Store, let's say, looks like this. What does the output look like then in this particular case? Assuming that the output was dOUT, the stored element was zero prior to the store, then the output would look like this.
This is dOUT. As you can see, it would remember the one that it saw at this point. In fact, it would do that irrespective of what was stored in this memory cell. For example, suppose it was storing one and the output didn't change, it's still one.
If it was storing a zero, it would flip to a one. If we had another store, let's say here, then what happens? Then it would go back down to zero because now we sampled an input that is zero and we flipped the state.
That's what a memory -- -- element or cell would do for us. It would remember the output state. And, not only that, but in principle it should be undisturbable. In other words, I may do something to this dOUT but it should not flip the state.

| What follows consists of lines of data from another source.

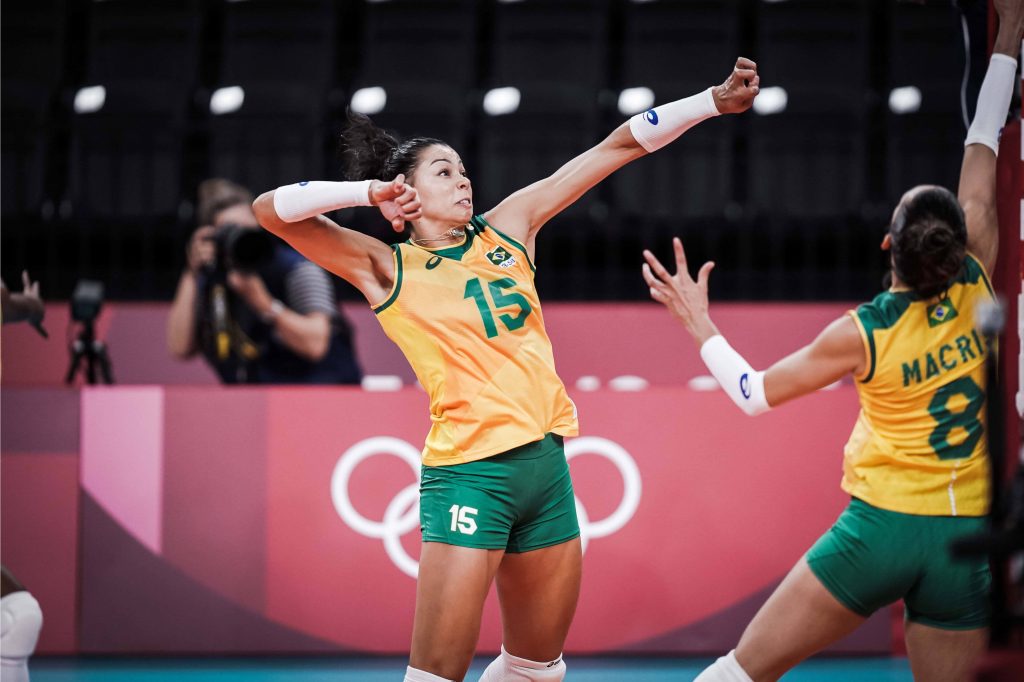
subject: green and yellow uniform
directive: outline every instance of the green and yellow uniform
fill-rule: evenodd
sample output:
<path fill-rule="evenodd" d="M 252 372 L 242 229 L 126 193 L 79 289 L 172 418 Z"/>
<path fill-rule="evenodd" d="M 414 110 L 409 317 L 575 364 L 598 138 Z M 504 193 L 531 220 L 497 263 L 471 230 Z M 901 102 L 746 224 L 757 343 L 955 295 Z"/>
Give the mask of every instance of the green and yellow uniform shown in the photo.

And that comes about quite a bit. Because in actual integrated circuit memory there is lots and lots and lots of nearest neighbors to this cell which, when they're flipped, have a cross-coupling to the cell.
The cell must be designed robust enough that it doesn't flip, that no coupling actually occurs. All right. Now we're going to try to apply what we've learned so far to invent a basic memory element.
And, believe it or not, this is the key to the DRAM. Let's implement this in a circuit. Suppose I have a switch here like this. And I will put a capacitor. I take my dOUT here. This is dIN. And the switch is operated by a command here that we will call store.
When store is one it goes up. When store is zero it is down here. That's capacitor C. This is the storage node. What are we actually storing in this case? Let's suppose that this voltage here is 5 volts.
I flip the switch up to one and I flip it back down to zero. What's the voltage in this capacitor here? 5 volts. Now the capacitor is at 5 volts, I put dIN to ground, flip the switch back up and then back down to its known storing condition.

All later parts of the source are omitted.